Os desafios para a valorização da arte urbana no Brasil
Enviada em 06/06/2021
No ano de 1922, no Teatro Municipal de São Paulo, ocorreu a chamada Semana da arte moderna, esse evento foi o ápice da quebra de padrões na literatura e pintura brasileiras. Atualmente, pode-se perceber um cenário parecido em relação à urbanografia, porém, essa enfrenta alguns desafios, pois—apesar de ser relevante para a sociedade—sofre preconceito por parte dessa.

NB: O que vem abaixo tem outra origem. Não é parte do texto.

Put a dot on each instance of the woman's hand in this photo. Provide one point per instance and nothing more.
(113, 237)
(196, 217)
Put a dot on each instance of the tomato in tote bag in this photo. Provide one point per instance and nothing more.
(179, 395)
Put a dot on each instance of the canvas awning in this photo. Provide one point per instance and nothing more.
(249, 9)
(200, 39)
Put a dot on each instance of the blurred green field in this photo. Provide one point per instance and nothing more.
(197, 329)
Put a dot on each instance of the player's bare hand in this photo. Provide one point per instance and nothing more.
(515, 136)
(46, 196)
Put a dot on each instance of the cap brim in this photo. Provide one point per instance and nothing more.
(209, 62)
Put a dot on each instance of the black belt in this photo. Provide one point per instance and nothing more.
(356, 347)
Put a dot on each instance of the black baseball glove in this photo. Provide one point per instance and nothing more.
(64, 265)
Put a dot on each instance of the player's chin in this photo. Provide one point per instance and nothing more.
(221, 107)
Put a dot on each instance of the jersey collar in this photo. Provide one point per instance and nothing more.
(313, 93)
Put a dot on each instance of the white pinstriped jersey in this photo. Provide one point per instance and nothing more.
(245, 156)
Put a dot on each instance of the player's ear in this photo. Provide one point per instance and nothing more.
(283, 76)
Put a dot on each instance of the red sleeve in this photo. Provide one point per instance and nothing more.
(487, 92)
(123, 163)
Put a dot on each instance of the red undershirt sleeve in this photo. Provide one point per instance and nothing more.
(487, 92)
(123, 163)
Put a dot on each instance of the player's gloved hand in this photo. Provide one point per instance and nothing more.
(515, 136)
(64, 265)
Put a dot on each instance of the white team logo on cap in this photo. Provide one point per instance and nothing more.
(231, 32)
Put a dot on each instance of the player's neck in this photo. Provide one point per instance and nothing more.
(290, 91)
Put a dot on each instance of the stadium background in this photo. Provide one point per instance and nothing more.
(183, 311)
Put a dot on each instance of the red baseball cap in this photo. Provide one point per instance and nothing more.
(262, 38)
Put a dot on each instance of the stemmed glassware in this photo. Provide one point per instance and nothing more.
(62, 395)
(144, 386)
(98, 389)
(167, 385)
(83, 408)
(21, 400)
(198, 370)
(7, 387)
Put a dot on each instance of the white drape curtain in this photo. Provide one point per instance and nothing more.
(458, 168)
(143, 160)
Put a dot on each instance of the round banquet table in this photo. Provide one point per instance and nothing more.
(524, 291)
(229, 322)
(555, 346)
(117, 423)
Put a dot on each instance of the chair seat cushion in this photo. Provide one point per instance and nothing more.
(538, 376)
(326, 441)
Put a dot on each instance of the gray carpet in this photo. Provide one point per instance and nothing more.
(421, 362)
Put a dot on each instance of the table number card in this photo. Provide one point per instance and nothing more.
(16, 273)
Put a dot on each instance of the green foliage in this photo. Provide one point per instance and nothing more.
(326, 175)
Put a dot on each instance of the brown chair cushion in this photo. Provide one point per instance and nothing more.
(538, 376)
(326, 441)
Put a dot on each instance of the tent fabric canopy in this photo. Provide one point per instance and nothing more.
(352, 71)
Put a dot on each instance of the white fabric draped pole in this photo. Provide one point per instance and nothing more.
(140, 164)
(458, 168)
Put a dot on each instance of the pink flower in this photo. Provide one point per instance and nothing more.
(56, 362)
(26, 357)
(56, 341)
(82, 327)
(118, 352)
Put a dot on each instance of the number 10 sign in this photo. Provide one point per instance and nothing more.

Portanto, é necessário discorrer sobre o assunto para que se chegue a soluções.
Primeiramente, é válido ressaltar que a arte urbana não recebe o devido valor, pois a maioria dos indivíduos não conhece seu propósito e acabam por negligenciá-la. Tal cenário ocorre porque há a confusão entre os subgêneros da urbanografia—os quais possuem propósito de destacar os problemas de esfera social, política ou econômica, além da estética que acompanha a harmonia da rua pintada—com as artes que visam o vandalismo. Essa perspectiva é de acordo com o físico alemão Albert Einstein, ao afirmar que é mais fácil desintegrar um átomo do que um preconceito enraizado. De fato, o alvoroço citado alimenta um falso julgamento quanto a “street art”.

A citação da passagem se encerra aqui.